A leading idea among contemporary scholars is that all these matters of purity and impurity deal with the boundary between life and death. Purity isn’t just about the individual, but the wholeness of the entire community, the temple sanctuary, the land itself. With the word purity so loaded down with Christian purity culture, the word wholeness or life-full is more fitting for what this actually entailed. Example: The loss of blood, which is liquid life, called for a ritual restoration of the forces of life within the community. Jewish feminist scholar Tikva Frymer-Kensky writes: “like the person who touched death, the person who has experienced birth has been at the boundaries of life/non-life...."
Mary has been to the boundary of life and non-life. Her child Jesus has been birthed from this boundary into the community. Mary has lost blood, but after 40 days, as the custom went, her body has moved toward wholeness, and the family makes pilgrimage to the temple to receive the ritual that acknowledges that the forces of life are fully restored to them and the nation.
All of this takes place within the first four verses of this passage in Luke.
The remaining 16 verses narrate something else that takes place while they are in the temple precincts – something they could not have anticipated. While there, they are approached by a man named Simeon. Luke describes him as righteous and devout, one on whom the Holy Spirit rested. The elderly Simeon approaches Mary and Joseph. As he does this, he must have extended his arms, and the parents must have sensed that he was someone who could be trusted. They place Jesus in the gentle arms of Simeon. And Simeon breaks out in thanks and praise addressed directly to the Creator of them all:
“Master, now you are dismissing your servant in peace, according to your word; for my eyes have seen your salvation, which you have prepared in the presence of all peoples.”
Here, at the boundary of life and death, the sunset of Simeon’s life, and the dawn of Jesus’ life, the elder and the newborn touch, blessing and praise are passed from one down to the other. Words of hope and even salvation proclaimed over the life that has just come into the world. A gift not just for these parents, or even for this nation, but for all peoples.
Luke, who does give at least some effort toward gender balance throughout his gospel, also tells of a prophet named Anna. She was “of a great age,” 84 to be precise, well above the average life span in the ancient world. She had essentially made the temple her home. A woman of prayer. She too sees the child, praises God, and speaks about the child to all who are around.
When Mary ponders all these things in her heart, perhaps she was pondering something like the 200 year present moment she had just witnessed. The love, wisdom, stories of her people, treasures of the past, made present within the cradled arms of Simeon, the wrinkled grin and twinkling eyes of Anna. And the future of which they spoke, already starting to take shape:
“This child is destined for the falling and the rising of many in Israel…so that the inner thoughts of many will be revealed – and a sword will pierce your own soul too.” The words of Simeon to Mary. Past and future all present within these pregnant moments of this Jerusalem journey.

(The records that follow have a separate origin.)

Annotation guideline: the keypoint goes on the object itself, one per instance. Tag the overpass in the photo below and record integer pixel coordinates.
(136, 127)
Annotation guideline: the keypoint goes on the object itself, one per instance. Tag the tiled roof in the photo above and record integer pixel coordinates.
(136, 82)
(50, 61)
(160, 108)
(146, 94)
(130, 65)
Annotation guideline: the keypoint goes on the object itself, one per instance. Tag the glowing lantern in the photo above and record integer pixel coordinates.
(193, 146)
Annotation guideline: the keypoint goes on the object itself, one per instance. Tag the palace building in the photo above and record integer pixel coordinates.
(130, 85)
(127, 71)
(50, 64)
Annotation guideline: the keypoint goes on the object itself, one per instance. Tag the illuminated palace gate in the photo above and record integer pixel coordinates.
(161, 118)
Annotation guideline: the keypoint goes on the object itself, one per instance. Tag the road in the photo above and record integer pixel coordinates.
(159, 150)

It’s a good story to start a new year. Our month of January is named after the Roman god Janus, the god of doors, gates, and transitions, the god who presided over the threshold of beginnings and endings. Janus has two heads, one facing forward, and one facing backward. I suppose the Janus of 2021 is trying really hard to turn both heads forward and forget about last year.
But nope, this past year is now a part of us, and in 50 years the experiences of this time will be a source of wisdom and blessing for future generations, and it will be ours to be the Simeons and Annas
What we long for is that our moments and years be times not just that we live through, but times when we participate in the peacemaking and justice-doing that make for the salvation Jesus taught and lived. This is a salvation that is for all peoples. And we are a small but vital part of this story that started well before us, and will continue well after us.
May God bless you in this year to come. May you, like Simeon and Anna extend blessings to those you encounter. May you like Mary share your life-force with the community, may you like the child Jesus receive these gifts with wide eyes and an open heart.